IF I was in the same situation, having an '86 Z24, and looking for an engine upgrade, I would drop in a genII (at minimum) 60*, it bolts in VERY easily, and the wiring swap is even easier, you swap the entire harness from a donor vehicle that has an ECM that supports DIS, any V6 harness from an '87 to '91 J-body will drop in, with maybe a couple pin changes at the passenger side dash connector. '87 to '90 L-body harnesses will work (What I used), but some components are located in different locations in the engine bay than the J-body and will require minimal modification to the harness. Now using these harnesses I suggested will give you MPFI (not SFI), but as you know many of us that do these swaps opt for the MPFI ECM anyway, and have few to no issues.
I know wiring can be intimidating at first, but it's not that hard, once you learn the basics and you have the proper diagrams to show you the path.
I'd just hate to see you put all this time effort and money into a genI 660 just to be disapointed, as 99% of people who do are in the end. The genII or genIII designs are far superior in potential than the genI design, well at least where the top end is concerned.
I have a genIII top end and genII internals in my genI block, I used a genI block this time due to ease of swap into my Jimmy, being a daily driver, next time I will opt for a genIII block and make the custom mount on the drivers side to do it, along with relocating the starter, due to the better oiling system and ability to easily support an hydralic roller cam, where the genI or genII design will only support a solid roller cam, without issues.
Take a good look at swapping to the genII ECM and wiring harness, it's not as hard as it may look at first.

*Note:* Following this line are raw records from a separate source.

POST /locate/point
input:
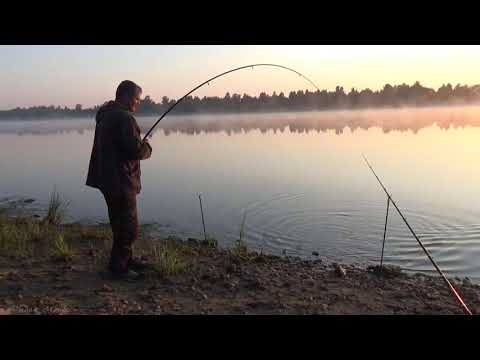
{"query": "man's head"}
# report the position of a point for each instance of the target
(128, 94)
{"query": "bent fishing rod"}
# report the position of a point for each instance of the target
(222, 74)
(457, 295)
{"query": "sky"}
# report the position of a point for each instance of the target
(68, 75)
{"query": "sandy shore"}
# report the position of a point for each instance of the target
(219, 281)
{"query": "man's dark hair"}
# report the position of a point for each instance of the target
(128, 88)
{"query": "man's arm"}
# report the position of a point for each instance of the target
(130, 141)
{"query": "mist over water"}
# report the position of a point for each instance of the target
(299, 177)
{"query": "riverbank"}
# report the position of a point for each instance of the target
(48, 268)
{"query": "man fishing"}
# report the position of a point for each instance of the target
(114, 169)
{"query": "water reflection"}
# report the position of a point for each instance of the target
(401, 120)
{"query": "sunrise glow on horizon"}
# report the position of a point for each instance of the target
(88, 75)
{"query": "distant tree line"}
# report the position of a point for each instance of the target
(390, 96)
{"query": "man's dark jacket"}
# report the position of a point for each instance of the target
(117, 150)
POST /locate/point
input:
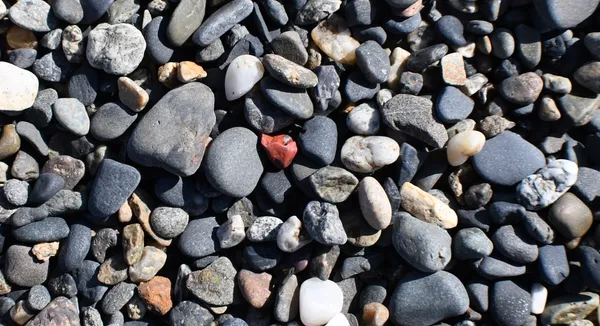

I swapped a 3.1/5-speed into my 2.0L/auto 1985 Skyhawk in a just a little more than a weekend, this is going from a 4 cyl genI design to the V6 genII where the entire wiring harness was swapped, in fact it was never disconnected from the engine, I disconnected it at the firewall, ECM and dash harness and layed it in the engine, during the swap. Easiest way to do it IMO.
I think you'll be happier with a 3400 in the end, over any genI build-up.